In desperation, Bill bawled at the top of his voice: “I call on Detective Bluegum to restore order in the Court.”
Bunyip ran into the witness-box and, with a ready wit, shouted I have dreadful news to impart to this honourable Court.”
All eyes, of course, turned on Bunyip, who, raising his hand with an impressive gesture, said in thrilling tones: “From information received, it has been discovered that the Puddin’ was poisoned at ten-thirty this morning.”
This news restored order at once. The Judge turned pale as lard, and the Usher, having a darker complexion, turned as pale as soap. The Puddin’ couldn’t turn pale, so he let out a howl of terror.
“Poisoned,” said the Usher, feebly. “How, how?”
“Poisoned,” said the Judge, feeling his stomach with trembling hands. “Until this moment I was under the delusion that a somewhat unpleasant sensation of being, as it were, distended, was merely due to having eaten seven slices. But if—”

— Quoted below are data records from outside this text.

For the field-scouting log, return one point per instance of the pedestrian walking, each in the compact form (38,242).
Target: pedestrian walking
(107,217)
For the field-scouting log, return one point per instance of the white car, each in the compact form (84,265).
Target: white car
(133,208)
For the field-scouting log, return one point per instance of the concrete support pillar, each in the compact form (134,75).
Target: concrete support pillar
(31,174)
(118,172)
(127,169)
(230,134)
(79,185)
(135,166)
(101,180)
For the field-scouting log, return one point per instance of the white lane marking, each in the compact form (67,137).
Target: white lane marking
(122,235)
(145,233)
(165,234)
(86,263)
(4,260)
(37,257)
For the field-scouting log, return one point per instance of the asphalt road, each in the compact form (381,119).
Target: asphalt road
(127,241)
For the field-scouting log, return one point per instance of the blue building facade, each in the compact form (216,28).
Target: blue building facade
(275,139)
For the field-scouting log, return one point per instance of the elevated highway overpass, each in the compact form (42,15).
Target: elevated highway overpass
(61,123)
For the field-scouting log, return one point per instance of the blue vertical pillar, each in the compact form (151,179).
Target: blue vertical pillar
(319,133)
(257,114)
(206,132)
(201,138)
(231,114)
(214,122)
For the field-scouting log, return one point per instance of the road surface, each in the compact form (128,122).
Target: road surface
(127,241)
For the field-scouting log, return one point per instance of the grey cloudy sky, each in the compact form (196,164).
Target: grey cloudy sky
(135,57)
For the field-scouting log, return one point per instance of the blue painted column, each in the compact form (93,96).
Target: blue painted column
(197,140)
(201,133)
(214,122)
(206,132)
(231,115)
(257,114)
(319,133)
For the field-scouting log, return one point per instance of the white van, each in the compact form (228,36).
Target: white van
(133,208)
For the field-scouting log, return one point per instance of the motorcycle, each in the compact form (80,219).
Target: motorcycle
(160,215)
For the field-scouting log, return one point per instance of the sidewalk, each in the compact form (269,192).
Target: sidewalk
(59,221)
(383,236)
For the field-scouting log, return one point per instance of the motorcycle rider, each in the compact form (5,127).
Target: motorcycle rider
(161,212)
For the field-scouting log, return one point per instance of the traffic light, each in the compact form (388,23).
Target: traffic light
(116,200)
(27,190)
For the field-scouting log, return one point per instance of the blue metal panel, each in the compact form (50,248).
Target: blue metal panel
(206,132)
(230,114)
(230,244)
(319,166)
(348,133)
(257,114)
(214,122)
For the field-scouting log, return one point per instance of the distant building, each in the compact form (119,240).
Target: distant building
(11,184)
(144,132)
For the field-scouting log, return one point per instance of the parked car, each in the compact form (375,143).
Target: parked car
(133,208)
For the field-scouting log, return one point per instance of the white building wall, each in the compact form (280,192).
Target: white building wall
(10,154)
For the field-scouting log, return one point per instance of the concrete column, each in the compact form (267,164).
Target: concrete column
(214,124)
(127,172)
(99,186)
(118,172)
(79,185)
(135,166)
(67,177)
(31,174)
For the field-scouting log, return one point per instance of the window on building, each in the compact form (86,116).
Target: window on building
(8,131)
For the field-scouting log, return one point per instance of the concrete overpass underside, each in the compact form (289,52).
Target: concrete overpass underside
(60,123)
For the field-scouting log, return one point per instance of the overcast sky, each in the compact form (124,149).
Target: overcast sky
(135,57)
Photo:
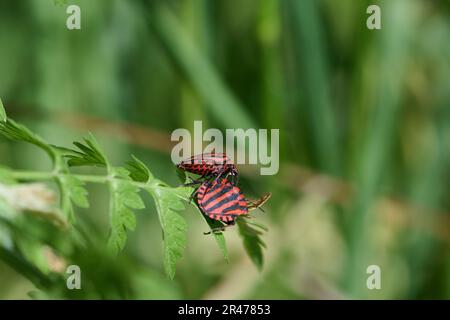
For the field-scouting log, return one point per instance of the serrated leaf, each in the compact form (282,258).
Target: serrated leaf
(3,117)
(138,170)
(218,236)
(174,226)
(124,197)
(90,154)
(252,242)
(181,174)
(185,193)
(76,189)
(6,176)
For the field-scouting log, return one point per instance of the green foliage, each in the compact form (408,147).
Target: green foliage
(2,112)
(124,197)
(124,184)
(252,242)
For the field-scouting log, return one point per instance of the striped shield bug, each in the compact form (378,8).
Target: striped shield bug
(209,165)
(258,203)
(221,200)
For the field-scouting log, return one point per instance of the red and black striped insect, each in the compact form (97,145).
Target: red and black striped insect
(221,200)
(209,165)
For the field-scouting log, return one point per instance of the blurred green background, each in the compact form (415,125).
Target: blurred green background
(364,119)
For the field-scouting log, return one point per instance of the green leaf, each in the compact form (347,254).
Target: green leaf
(185,193)
(6,176)
(90,154)
(138,170)
(218,236)
(252,242)
(124,197)
(14,131)
(174,226)
(76,190)
(3,117)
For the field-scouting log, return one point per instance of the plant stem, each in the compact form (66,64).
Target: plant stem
(42,176)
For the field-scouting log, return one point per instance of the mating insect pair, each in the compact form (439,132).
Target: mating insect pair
(217,197)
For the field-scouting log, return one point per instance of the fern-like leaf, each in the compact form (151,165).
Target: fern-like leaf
(138,170)
(174,226)
(124,197)
(252,242)
(3,117)
(90,154)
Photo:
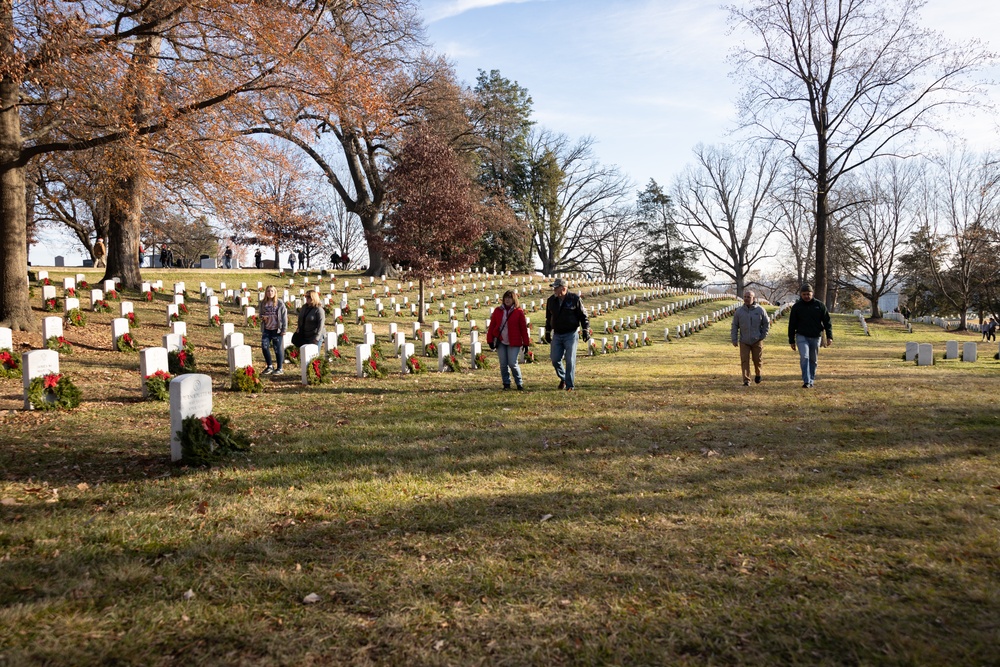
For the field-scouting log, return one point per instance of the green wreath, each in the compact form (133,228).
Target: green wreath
(157,386)
(205,440)
(53,391)
(318,370)
(10,364)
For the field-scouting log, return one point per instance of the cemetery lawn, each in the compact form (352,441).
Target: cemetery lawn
(660,514)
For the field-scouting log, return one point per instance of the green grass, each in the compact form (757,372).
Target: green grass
(693,521)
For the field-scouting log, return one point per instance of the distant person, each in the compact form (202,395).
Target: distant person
(310,329)
(807,322)
(564,314)
(273,324)
(100,253)
(508,335)
(750,327)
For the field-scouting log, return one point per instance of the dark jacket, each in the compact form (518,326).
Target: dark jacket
(311,327)
(516,325)
(565,317)
(809,319)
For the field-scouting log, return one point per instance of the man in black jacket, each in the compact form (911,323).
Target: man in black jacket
(807,321)
(564,314)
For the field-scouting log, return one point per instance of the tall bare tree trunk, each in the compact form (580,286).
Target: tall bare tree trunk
(15,310)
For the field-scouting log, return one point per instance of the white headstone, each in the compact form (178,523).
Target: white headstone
(307,353)
(190,396)
(51,326)
(119,327)
(151,359)
(37,363)
(362,353)
(240,356)
(925,354)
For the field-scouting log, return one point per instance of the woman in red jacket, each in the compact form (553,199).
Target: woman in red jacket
(508,334)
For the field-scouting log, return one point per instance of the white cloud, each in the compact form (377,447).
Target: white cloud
(437,10)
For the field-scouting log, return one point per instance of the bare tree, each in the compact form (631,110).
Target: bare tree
(877,227)
(843,82)
(960,206)
(725,208)
(566,195)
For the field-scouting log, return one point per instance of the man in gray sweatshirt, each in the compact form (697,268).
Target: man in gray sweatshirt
(750,328)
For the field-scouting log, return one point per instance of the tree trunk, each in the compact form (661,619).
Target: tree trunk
(15,309)
(125,211)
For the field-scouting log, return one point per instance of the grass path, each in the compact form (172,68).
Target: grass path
(693,521)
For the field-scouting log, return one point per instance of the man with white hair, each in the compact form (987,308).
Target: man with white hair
(750,327)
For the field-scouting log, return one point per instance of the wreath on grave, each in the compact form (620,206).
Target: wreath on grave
(53,391)
(453,363)
(156,386)
(125,343)
(413,365)
(59,344)
(247,380)
(373,367)
(205,440)
(318,371)
(180,361)
(10,365)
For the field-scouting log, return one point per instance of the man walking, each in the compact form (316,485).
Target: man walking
(564,314)
(750,327)
(807,321)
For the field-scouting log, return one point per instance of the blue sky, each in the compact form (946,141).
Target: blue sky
(649,79)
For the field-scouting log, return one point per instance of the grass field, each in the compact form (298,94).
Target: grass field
(661,514)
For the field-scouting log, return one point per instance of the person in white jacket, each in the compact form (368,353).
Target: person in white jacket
(750,327)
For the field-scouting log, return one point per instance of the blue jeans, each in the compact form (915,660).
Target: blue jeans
(564,345)
(508,363)
(808,352)
(268,337)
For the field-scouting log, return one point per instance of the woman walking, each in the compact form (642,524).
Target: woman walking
(273,323)
(508,334)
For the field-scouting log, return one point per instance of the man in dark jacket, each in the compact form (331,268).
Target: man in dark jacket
(564,314)
(807,321)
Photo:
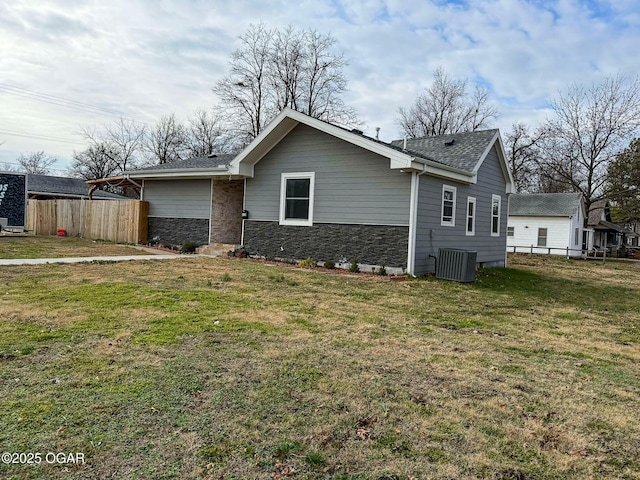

“If,” said the Usher, in a quavering voice—
“If you take a poisoned Puddin’
And that poisoned Puddin’ chew,
The sensations that you suffer
I should rather say were due
To the poison in the Puddin’
In the act of Poisoning You.
And I think the fact suffices
Through this dreadfulest of crimes,
As you’ve eaten seven slices
You’ve been poisoned seven times.”
“It was your idea having it up on the bench,” said the Judge, angrily, to the Usher. “Now,
“If what you say is true,
That idea you’ll sadly rue,
The poison I have eaten is entirely due to you.
It’s by taking your advice
That I’ve had my seventh slice,
So I’ll tell you what I’ll do
You unmitigated Jew,
As a trifling satisfaction,
Why, I’ll beat you black and blue,”
and with that he hit the Usher a smart crack on the head with a port bottle.
“Don’t strike a poisoned man,” shouted the Usher; but the Judge went on smacking and cracking him with the bottle, singing—
“The emotion of pity
Need never be sought
In a Judge who’s been poisoned
By Puddin’ and Port.”
In desperation, the Usher leapt off the Bench, and landed head first in the dock, where he stuck like a sardine.
“Too bad, too bad,” shouted the puddin’-thieves. “Crowding in here where there’s only room for two.” Before they could get rid of the Usher, the Judge bounded over the bench and commenced whacking them with the bottle, singing—
“As I find great satisfaction
Hitting anybody who
Can offer that distraction,
Why, I’ll have a go at you.”
and he went on bounding and whacking away with the bottle, while the puddin’-thieves kept roaring, and the Usher kept screaming. The uproar was deafening.
“Just listen to it,” said Bill, in despair. “I’d like to know how on earth we are going to finish the case with all this umptydoodle rumpus going on.”